No More Police Fines for Incorrect Registration Papers
Police will no longer be allowed to collect fines from foreigners with invalid or missing registration papers, according to a bill aimed at easing registration rules that was approved by the Federation Council on Wednesday.
Instead, the party that issued the foreigner's visa invitation will be held responsible for violations.
"The bill stipulates that the inviting party, usually the employer, is responsible for any such violation," said Vladimir Kobzev, head of the legal department of the Russo-German Chamber of Commerce.
He said employers should inform their foreign staff to always carry valid registration to avoid fines being slapped on the company, which can be as high as 500,000 rubles ($17,500).

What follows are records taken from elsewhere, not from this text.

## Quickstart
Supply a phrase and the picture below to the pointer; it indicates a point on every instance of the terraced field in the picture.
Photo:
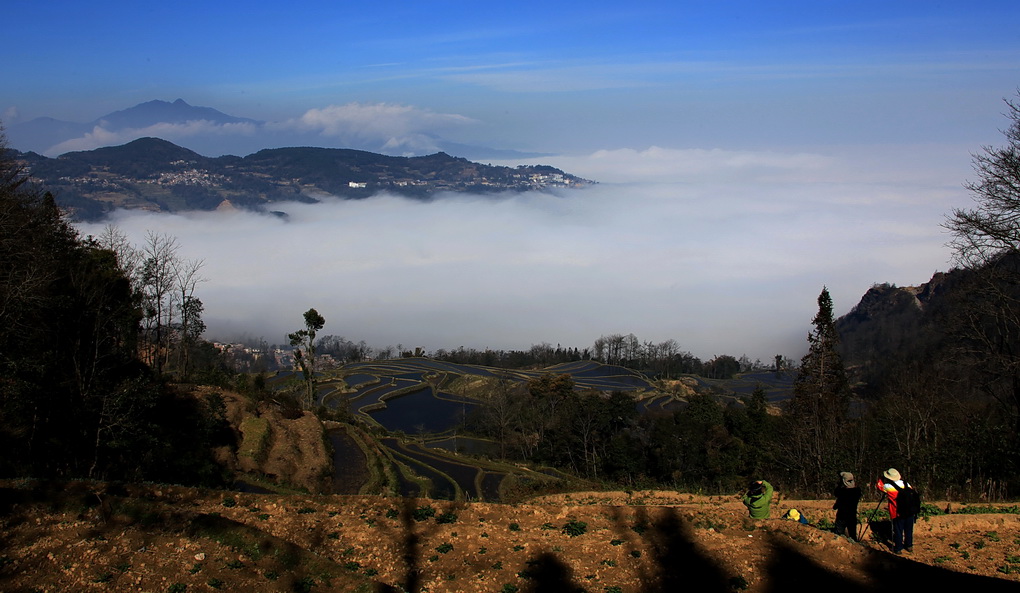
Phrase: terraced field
(413, 407)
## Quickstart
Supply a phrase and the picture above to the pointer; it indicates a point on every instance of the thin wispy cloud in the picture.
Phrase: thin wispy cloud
(390, 126)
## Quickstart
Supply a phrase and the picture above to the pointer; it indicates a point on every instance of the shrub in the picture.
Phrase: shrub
(304, 586)
(423, 513)
(574, 528)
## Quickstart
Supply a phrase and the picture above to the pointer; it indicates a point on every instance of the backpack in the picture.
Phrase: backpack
(908, 500)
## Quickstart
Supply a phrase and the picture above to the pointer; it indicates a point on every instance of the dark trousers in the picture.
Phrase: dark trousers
(903, 533)
(847, 527)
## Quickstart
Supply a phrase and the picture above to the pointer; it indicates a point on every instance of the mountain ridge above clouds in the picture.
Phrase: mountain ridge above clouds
(393, 130)
(155, 175)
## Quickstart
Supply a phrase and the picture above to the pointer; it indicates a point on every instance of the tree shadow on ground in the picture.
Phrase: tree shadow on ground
(791, 571)
(549, 575)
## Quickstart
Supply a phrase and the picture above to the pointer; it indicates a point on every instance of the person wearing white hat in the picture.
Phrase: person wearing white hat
(891, 485)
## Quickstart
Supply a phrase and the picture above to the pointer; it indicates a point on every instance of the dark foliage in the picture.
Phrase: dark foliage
(74, 400)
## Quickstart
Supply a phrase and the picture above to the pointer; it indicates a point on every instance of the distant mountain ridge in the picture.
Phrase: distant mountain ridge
(42, 134)
(209, 131)
(155, 175)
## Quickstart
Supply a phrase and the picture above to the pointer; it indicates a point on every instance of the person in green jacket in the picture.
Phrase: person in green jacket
(758, 499)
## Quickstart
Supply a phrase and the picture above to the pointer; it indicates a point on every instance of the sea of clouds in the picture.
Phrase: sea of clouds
(724, 251)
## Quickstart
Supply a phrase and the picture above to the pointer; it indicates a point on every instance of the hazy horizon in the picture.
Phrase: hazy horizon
(747, 155)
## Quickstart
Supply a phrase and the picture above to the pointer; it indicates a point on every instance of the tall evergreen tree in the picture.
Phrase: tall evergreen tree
(305, 338)
(817, 413)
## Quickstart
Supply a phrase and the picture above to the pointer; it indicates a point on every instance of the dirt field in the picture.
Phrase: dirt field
(97, 537)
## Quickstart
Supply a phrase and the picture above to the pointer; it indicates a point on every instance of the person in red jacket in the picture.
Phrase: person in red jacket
(903, 527)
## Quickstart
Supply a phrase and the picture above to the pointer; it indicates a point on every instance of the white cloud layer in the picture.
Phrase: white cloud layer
(723, 251)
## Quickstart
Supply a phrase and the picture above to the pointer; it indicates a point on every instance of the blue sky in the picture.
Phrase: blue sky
(738, 136)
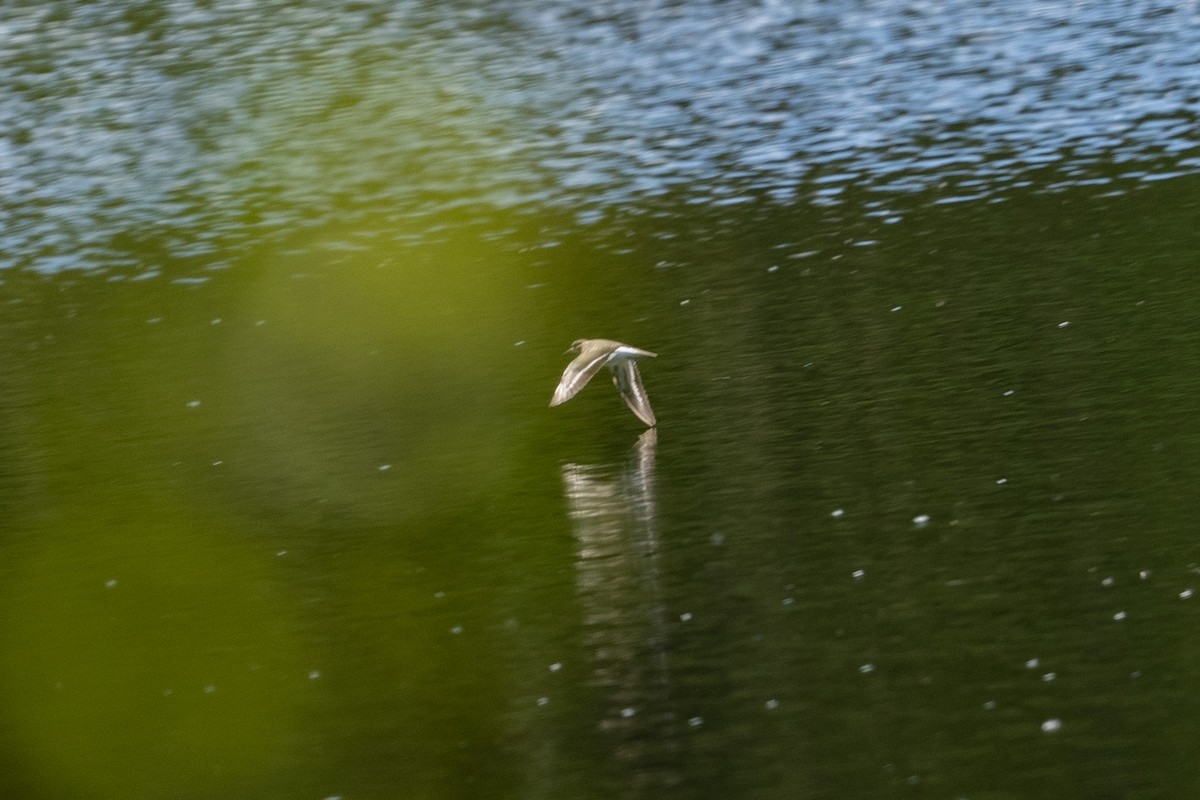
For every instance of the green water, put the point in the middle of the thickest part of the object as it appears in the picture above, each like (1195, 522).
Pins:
(307, 529)
(285, 295)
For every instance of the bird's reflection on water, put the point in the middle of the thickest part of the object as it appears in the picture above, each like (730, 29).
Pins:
(615, 521)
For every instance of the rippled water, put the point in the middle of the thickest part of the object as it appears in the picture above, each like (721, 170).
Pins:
(189, 127)
(283, 511)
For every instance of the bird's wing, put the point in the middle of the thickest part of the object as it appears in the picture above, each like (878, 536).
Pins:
(577, 374)
(629, 383)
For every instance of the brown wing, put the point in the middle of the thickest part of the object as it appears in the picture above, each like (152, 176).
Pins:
(577, 374)
(629, 383)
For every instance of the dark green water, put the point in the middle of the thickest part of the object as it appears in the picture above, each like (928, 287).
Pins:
(283, 512)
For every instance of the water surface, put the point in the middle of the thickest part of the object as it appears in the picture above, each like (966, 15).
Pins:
(286, 290)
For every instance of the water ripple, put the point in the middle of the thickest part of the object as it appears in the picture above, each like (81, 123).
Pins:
(191, 128)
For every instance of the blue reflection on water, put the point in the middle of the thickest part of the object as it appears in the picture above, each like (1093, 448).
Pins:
(196, 128)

The hitherto little-publicized detail in the registration legislation is supposed to reduce extortion, "because a police officer can no longer demand money directly on the street," Kobzev said.
The main thrust of the bill is to ease registration rules by lengthening the period foreigners can be in the country without notifying authorities, from three to seven working days. It also abolishes a recent reform requiring landlords to register foreign tenants at their factual addresses, reinstating the previous rule of registering at the employers' address.

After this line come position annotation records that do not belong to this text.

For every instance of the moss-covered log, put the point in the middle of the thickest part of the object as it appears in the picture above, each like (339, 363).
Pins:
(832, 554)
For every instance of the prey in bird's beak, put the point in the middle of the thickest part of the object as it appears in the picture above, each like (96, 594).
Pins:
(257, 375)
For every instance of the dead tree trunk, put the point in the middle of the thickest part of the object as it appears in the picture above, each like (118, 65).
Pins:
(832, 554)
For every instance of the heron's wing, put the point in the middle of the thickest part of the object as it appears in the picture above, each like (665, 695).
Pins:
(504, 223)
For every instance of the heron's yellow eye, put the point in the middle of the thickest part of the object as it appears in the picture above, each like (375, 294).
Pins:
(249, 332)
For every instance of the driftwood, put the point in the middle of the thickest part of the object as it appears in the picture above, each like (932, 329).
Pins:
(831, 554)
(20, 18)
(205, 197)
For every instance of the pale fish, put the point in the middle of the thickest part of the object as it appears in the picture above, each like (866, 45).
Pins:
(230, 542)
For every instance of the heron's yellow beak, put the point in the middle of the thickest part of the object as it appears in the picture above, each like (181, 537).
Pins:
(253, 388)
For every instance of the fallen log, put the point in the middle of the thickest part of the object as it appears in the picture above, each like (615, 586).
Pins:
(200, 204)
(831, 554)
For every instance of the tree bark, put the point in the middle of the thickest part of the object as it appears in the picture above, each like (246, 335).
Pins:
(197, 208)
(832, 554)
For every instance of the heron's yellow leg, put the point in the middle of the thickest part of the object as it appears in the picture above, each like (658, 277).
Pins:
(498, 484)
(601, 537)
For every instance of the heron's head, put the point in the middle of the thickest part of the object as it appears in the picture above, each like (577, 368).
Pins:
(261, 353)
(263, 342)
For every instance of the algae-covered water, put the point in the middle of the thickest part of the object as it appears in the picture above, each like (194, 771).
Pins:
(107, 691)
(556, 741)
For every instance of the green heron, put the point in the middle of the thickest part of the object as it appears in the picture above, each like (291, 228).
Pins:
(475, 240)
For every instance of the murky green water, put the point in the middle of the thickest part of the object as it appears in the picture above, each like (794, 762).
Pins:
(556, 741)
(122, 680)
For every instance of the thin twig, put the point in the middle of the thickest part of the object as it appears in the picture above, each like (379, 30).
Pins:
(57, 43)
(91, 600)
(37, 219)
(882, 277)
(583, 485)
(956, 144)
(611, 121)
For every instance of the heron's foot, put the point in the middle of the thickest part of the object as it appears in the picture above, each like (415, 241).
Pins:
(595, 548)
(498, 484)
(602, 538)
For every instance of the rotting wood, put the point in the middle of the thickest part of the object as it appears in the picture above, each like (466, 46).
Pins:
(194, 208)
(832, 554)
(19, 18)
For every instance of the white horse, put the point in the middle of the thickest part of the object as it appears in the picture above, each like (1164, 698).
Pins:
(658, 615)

The amendment was initiated after foreign businesses complained about the new rules, which came into effect Feb. 15, because many landlords refused to comply with them.

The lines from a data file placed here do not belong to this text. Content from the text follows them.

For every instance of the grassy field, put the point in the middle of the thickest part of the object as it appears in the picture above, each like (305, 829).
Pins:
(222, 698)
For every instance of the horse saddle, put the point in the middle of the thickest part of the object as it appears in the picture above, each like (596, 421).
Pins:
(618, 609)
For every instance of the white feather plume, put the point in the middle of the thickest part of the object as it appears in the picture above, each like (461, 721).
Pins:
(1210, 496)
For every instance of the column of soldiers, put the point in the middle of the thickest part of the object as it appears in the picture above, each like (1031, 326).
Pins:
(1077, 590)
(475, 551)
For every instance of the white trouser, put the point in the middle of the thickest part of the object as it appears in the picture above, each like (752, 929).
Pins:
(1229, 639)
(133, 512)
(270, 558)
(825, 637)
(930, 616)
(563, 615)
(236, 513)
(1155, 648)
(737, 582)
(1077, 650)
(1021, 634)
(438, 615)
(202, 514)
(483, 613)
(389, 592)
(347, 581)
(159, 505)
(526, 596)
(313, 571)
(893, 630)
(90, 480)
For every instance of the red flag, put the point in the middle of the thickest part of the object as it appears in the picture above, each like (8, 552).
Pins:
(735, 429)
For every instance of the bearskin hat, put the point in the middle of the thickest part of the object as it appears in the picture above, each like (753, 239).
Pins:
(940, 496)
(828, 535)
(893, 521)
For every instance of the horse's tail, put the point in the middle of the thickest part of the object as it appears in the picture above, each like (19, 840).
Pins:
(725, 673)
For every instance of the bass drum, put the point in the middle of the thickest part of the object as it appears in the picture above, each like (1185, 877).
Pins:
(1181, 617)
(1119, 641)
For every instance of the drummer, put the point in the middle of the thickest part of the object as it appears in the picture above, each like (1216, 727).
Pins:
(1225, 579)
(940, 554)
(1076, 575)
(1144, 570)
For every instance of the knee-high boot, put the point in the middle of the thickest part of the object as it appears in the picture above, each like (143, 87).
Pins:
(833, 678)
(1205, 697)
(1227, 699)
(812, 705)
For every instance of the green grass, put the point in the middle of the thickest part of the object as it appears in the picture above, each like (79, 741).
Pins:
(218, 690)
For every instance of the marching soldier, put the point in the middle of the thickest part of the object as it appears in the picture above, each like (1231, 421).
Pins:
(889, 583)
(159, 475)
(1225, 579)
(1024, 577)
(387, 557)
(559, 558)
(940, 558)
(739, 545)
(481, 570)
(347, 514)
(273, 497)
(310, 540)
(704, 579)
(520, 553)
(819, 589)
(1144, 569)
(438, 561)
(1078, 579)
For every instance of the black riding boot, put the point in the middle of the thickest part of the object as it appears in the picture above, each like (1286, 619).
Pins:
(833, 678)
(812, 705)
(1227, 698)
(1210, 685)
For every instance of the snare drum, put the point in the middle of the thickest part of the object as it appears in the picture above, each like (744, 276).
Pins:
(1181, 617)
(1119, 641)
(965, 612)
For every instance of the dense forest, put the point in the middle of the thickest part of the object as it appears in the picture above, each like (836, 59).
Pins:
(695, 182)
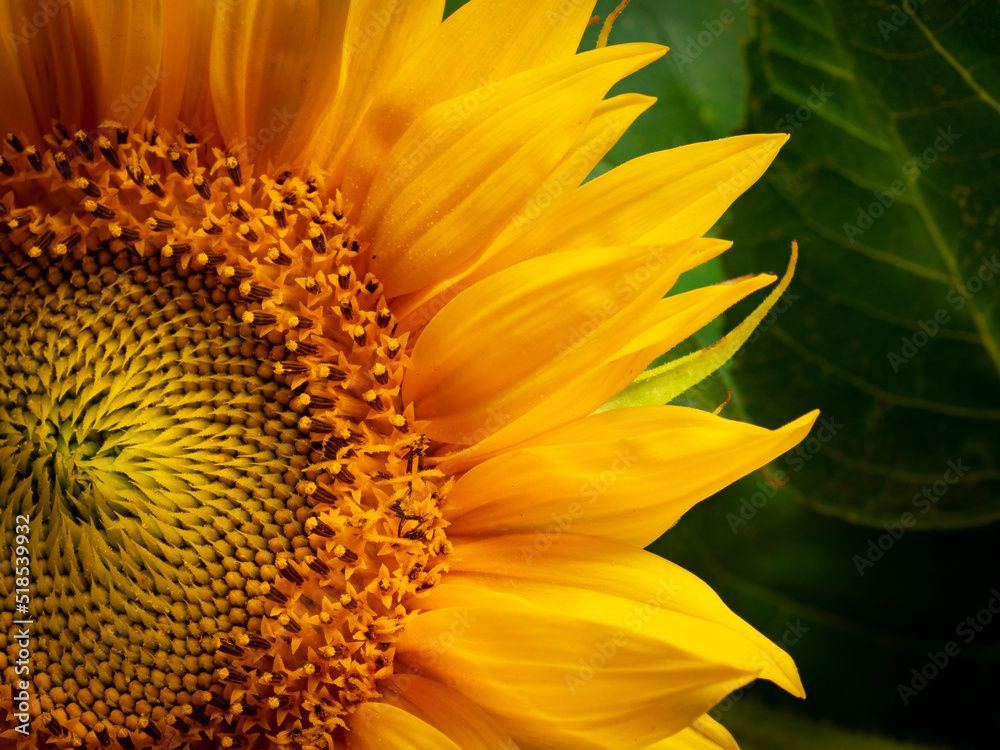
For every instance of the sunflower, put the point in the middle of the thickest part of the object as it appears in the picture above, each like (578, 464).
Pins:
(307, 320)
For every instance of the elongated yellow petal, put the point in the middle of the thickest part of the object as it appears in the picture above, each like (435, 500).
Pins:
(52, 75)
(440, 197)
(680, 315)
(464, 723)
(16, 116)
(506, 344)
(610, 120)
(182, 94)
(381, 35)
(677, 193)
(602, 580)
(380, 726)
(626, 474)
(481, 43)
(704, 734)
(580, 669)
(265, 54)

The State Duma swiftly approved the changes last Friday, and a senator's aide said Wednesday that there was a good chance that the bill would come into effect by the end of the month.
"The bill was passed and sent to the Kremlin today," said an aide to Federation Council Senator Alexei Alexandrov, who oversaw the vote Wednesday.
The aide, who refused to give his name, said it was likely that President Dmitry Medvedev would sign the bill into law before March 31.
Asked when Medvedev would sign the law, a Kremlin spokeswoman promised to look into the matter but did not reply as of late Wednesday.
Kobzev said he was impressed by the unusual speed of the bill's passage. "This is amazing efficiency by our lawmakers," he said by e-mail.
Experts said that while immigration authorities in Moscow have shown flexibility in dealing with last month's registration reform, there has been considerable confusion in the regions.
"We had a lot of problems in St. Petersburg, where authorities demanded landlords' passports and other unnecessary documents for registration," said Alexei Filippenkov of the Visa Delight agency, who also chairs the migration committee at the Association of European Businesses.
His frustration was echoed by Christopher Gilbert, head of the Russo-British Chamber of Commerce.
"It seems there is a mismatch between the documents demanded centrally from the Federal Migration Service and regional branches," he said by telephone. "There are many examples where regional authorities ask for documents that are actually not necessary. The further you go from the capital, the less coherent it becomes."